Illnesses that lack exact testing methods can be difficult to diagnose, treat and live with, both physically and emotionally. Chronic fatigue syndrome, or CFS, is one such disease. Until recently, it was very poorly understood or even acknowledged.
But after 9,000 studies, the Institute of Medicine (IOM) and the U.S. National Institutes of Health have concluded that it’s a serious, chronic and complex disease. To stress this, in 2015, the IOM proposed renaming it systemic exertion intolerance disease (SEID).
But no matter the name, it affects as many as 2.5 million Americans, more women than men. Its chief symptom is extreme, disabling fatigue that doesn’t get better with rest. It still has no known specific cause, though it starts in most people with a flu-like illness from which they simply don’t recover.
There are also still no established diagnostic tests available. Getting a diagnosis relies on matching each person’s description of their symptoms to guidelines developed in 1994.
While there’s no cure, there are many types of treatments to try to ease symptoms, including a wide range of medications. Despite the overwhelming and continuous feeling of exhaustion, a supervised exercise plan that starts slowly and increases gradually helps improve fatigue and function for some people. And counseling with cognitive behavioral therapy can change the way you think about your health condition and make it easier to live with.
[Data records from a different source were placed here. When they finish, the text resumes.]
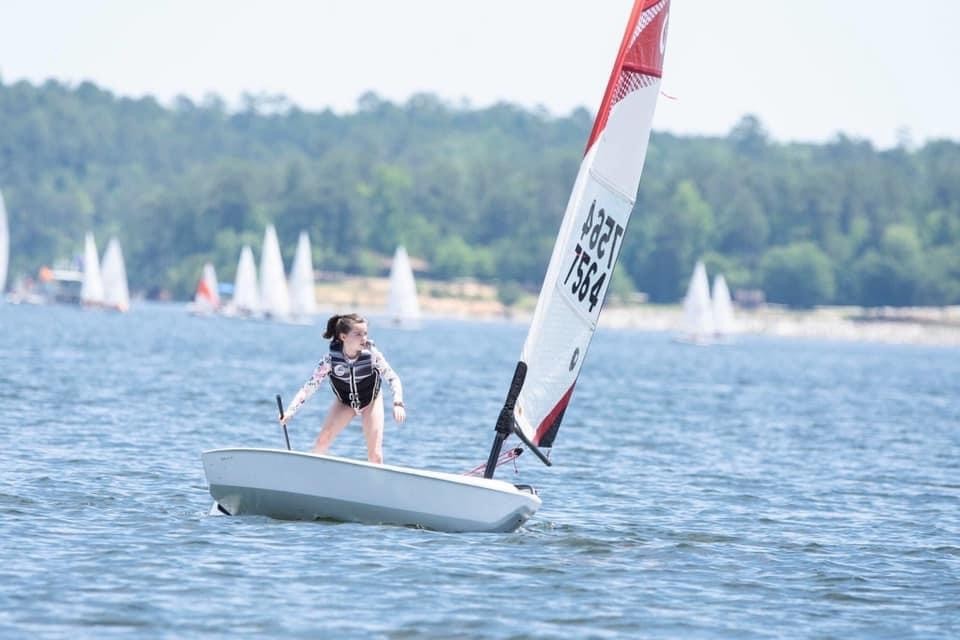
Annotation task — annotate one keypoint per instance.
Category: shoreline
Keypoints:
(935, 326)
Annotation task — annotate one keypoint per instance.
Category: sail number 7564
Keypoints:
(599, 237)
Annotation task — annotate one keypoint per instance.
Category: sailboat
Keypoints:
(697, 309)
(206, 299)
(91, 287)
(303, 295)
(246, 295)
(4, 244)
(403, 308)
(284, 484)
(274, 297)
(724, 324)
(116, 294)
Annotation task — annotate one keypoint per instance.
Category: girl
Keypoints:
(355, 368)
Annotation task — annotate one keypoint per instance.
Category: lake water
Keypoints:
(763, 489)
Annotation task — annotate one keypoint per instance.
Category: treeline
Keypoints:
(474, 192)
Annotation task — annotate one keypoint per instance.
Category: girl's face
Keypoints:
(355, 339)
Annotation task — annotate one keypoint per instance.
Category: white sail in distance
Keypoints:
(722, 305)
(403, 307)
(697, 307)
(592, 230)
(246, 293)
(4, 244)
(116, 293)
(303, 295)
(91, 288)
(274, 297)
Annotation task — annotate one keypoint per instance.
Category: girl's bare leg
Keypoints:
(373, 429)
(338, 417)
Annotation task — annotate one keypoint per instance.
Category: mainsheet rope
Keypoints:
(506, 456)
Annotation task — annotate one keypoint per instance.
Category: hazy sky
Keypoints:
(808, 69)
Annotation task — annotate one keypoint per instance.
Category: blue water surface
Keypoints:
(762, 489)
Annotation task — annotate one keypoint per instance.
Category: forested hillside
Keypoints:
(474, 192)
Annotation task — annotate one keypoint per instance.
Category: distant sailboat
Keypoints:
(246, 295)
(299, 486)
(91, 288)
(303, 295)
(697, 309)
(207, 297)
(4, 244)
(274, 297)
(723, 322)
(403, 308)
(116, 294)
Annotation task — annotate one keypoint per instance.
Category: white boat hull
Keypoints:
(290, 485)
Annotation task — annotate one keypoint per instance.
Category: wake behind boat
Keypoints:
(289, 485)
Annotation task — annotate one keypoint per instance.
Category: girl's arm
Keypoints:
(388, 374)
(308, 388)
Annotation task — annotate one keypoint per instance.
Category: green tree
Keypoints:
(798, 275)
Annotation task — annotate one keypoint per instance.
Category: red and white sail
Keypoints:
(592, 232)
(207, 296)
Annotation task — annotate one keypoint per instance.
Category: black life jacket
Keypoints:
(355, 383)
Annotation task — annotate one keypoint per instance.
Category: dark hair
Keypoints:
(341, 324)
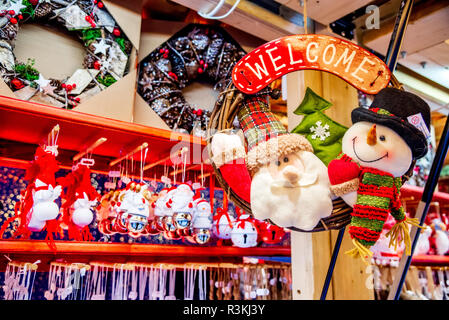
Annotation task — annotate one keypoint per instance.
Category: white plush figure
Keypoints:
(423, 245)
(244, 233)
(44, 206)
(82, 214)
(377, 151)
(292, 191)
(223, 226)
(286, 182)
(167, 219)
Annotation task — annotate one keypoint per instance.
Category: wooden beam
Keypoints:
(325, 11)
(249, 18)
(428, 26)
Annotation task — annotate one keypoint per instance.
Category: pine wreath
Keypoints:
(107, 48)
(195, 52)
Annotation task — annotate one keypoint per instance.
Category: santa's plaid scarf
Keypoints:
(377, 196)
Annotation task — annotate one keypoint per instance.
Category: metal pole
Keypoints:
(397, 36)
(330, 271)
(421, 211)
(391, 59)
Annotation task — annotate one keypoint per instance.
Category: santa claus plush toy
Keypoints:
(38, 204)
(286, 182)
(138, 212)
(377, 150)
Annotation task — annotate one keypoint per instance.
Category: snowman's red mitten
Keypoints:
(229, 157)
(343, 175)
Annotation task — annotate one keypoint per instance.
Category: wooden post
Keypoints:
(311, 253)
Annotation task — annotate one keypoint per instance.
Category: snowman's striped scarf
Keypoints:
(377, 196)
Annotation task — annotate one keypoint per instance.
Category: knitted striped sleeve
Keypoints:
(397, 211)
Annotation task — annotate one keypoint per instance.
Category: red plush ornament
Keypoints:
(229, 157)
(41, 176)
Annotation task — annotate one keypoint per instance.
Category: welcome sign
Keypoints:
(355, 65)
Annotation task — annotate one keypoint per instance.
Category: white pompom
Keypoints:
(47, 210)
(82, 216)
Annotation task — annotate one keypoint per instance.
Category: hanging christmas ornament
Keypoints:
(269, 233)
(202, 222)
(182, 206)
(37, 209)
(78, 199)
(223, 224)
(139, 212)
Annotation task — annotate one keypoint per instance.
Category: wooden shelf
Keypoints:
(25, 125)
(431, 260)
(142, 250)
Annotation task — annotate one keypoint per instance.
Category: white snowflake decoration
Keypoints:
(319, 131)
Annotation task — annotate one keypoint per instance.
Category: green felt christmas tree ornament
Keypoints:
(323, 133)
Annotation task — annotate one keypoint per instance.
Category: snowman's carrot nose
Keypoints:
(371, 139)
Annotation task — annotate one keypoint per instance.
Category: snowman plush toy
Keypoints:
(377, 150)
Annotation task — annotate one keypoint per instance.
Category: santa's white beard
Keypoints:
(300, 207)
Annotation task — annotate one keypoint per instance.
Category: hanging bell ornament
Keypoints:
(201, 235)
(270, 233)
(171, 235)
(168, 224)
(136, 224)
(182, 220)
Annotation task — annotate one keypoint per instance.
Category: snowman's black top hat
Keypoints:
(391, 108)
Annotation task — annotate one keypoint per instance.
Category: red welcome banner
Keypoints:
(355, 65)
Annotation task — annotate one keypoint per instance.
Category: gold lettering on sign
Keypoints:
(346, 60)
(273, 60)
(290, 53)
(325, 54)
(259, 69)
(308, 51)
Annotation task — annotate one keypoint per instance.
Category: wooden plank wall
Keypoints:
(350, 275)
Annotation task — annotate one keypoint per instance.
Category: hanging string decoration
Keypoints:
(195, 53)
(67, 281)
(105, 62)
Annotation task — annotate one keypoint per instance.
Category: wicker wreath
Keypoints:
(107, 48)
(222, 119)
(197, 52)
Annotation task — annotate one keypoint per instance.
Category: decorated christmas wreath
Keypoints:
(195, 52)
(107, 49)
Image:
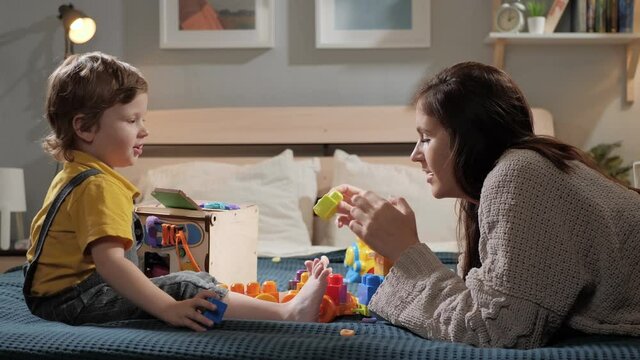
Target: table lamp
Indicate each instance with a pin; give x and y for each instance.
(12, 199)
(78, 27)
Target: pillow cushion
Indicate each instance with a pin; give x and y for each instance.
(435, 218)
(275, 185)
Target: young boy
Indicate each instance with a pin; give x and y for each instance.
(96, 106)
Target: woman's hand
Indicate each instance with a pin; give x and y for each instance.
(387, 226)
(188, 313)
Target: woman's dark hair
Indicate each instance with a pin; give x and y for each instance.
(485, 113)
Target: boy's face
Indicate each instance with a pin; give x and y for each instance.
(118, 139)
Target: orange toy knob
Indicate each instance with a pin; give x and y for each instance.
(270, 287)
(288, 296)
(266, 297)
(237, 287)
(253, 289)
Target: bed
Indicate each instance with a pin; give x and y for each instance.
(310, 149)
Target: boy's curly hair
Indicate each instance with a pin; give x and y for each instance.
(86, 85)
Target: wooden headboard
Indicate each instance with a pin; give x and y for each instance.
(247, 135)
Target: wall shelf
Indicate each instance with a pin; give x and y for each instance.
(631, 41)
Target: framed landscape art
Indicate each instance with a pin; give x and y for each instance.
(201, 24)
(373, 24)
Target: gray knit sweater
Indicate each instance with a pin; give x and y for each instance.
(557, 250)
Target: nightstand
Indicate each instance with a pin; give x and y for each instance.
(7, 262)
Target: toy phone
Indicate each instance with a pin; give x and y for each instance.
(174, 198)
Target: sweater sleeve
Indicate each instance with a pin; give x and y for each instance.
(526, 285)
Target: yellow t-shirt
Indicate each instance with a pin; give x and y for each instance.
(101, 206)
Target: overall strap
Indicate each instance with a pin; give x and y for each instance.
(30, 269)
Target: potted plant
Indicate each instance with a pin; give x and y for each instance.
(536, 11)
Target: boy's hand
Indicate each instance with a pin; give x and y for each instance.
(188, 313)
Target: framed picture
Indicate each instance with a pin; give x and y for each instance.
(373, 24)
(202, 24)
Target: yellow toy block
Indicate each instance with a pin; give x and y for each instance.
(326, 207)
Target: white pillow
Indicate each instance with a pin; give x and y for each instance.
(275, 185)
(436, 218)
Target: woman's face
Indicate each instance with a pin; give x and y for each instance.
(433, 152)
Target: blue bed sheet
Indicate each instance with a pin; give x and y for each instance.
(24, 336)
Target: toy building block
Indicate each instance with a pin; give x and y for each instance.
(216, 316)
(268, 291)
(382, 266)
(359, 260)
(368, 287)
(327, 205)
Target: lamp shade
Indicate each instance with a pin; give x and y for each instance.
(12, 199)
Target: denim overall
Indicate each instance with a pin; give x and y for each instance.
(93, 300)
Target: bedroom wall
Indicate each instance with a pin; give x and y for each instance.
(582, 86)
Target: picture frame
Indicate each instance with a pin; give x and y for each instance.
(195, 24)
(385, 24)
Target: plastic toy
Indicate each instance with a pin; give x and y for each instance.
(219, 205)
(366, 289)
(216, 316)
(327, 205)
(268, 291)
(347, 332)
(336, 301)
(360, 259)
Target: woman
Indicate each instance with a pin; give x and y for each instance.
(549, 242)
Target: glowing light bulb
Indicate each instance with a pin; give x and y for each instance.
(82, 30)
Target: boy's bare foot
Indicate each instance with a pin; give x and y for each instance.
(306, 305)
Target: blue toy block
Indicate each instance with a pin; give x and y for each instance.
(216, 316)
(368, 287)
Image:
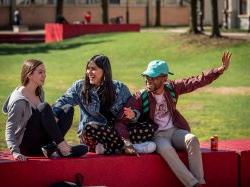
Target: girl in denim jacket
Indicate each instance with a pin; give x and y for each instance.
(101, 101)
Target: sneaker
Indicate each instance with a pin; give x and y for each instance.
(49, 150)
(76, 151)
(99, 149)
(145, 147)
(129, 148)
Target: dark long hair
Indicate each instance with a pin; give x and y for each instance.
(107, 90)
(28, 68)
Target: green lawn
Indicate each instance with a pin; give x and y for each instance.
(226, 114)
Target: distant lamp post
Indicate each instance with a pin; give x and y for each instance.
(225, 12)
(127, 11)
(147, 14)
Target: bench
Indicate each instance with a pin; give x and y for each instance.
(20, 28)
(220, 167)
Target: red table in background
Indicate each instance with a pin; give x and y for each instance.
(55, 32)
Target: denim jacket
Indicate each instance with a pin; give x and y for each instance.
(90, 112)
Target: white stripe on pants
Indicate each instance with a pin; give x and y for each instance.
(169, 140)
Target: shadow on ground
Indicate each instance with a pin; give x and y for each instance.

While you might want to try complementary therapies like acupuncture and massage, keep in mind that there’s little proof that they work for CFS. There is, however, some evidence that nutritional supplements may help. Research is ongoing — at your next office visit be sure to ask your health care provider if there are any new developments to consider.
A comprehensive overview of CFS, published in the British Journal of Pharmacology, offers many insights and an overview of possible treatments.